4.4. Discussion on Applicability to Confined and Reflective Conditions
A discussion on the performance of the proposed CONWEP-ALE coupling algorithm under confined or reflective conditions is warranted, given the open-field nature of the CONWEP empirical data. It is important to delineate the scope of the method’s applicability. The algorithm is not intended for scenarios with significant confinement, such as internal explosions in sealed chambers, where the empirical CONWEP input would be inherently inaccurate due to unmodeled global wave trapping and superposition.
However, the strength of the proposed CONWEP-ALE coupling algorithm is its demonstrated capability to handle localized reflections in the immediate vicinity of the structural component. In such scenarios, the CONWEP load provides an efficient representation of the initial, incident far-field shockwave. The ALE domain can be strategically designed to encompass any nearby reflective surfaces.

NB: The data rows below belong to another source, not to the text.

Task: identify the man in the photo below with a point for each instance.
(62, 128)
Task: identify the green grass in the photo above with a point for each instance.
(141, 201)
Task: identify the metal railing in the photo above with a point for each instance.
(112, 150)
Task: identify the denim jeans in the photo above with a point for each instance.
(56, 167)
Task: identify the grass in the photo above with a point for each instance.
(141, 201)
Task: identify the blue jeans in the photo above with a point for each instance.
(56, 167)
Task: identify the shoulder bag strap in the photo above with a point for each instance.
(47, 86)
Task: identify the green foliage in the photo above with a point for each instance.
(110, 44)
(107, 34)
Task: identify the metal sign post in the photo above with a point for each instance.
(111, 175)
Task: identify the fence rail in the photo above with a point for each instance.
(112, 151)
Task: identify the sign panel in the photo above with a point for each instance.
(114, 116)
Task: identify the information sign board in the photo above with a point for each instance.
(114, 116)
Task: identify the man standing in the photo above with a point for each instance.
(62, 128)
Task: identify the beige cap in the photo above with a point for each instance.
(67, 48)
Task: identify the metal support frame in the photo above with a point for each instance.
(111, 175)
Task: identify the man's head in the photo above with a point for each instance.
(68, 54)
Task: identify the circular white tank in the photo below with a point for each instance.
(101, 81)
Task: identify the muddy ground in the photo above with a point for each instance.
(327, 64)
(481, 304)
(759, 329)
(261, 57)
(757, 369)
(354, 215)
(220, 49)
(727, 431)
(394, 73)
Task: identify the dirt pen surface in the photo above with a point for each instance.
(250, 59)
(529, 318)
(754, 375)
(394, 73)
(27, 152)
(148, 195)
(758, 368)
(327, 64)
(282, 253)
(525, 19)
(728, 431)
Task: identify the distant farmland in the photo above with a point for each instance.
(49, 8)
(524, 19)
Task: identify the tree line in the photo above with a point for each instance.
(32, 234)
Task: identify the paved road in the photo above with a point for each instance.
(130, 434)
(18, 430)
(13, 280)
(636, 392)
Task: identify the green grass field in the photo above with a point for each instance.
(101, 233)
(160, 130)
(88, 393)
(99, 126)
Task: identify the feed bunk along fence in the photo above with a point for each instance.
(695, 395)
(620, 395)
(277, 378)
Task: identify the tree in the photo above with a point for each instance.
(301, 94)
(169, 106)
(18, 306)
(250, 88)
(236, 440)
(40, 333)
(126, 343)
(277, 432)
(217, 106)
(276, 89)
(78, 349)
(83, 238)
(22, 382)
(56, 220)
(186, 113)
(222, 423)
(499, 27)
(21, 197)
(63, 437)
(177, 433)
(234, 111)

In summary, while the coupled algorithm inherits the inherent limitations of the CONWEP model for scenarios involving significant confinement, it avoids the prohibitive computational cost of a full-scale ALE simulation of the entire environment. This positions the CONWEP-ALE coupling algorithm as a balanced and efficient solution for a wide range of practical engineering scenarios where accuracy and computational cost are both paramount.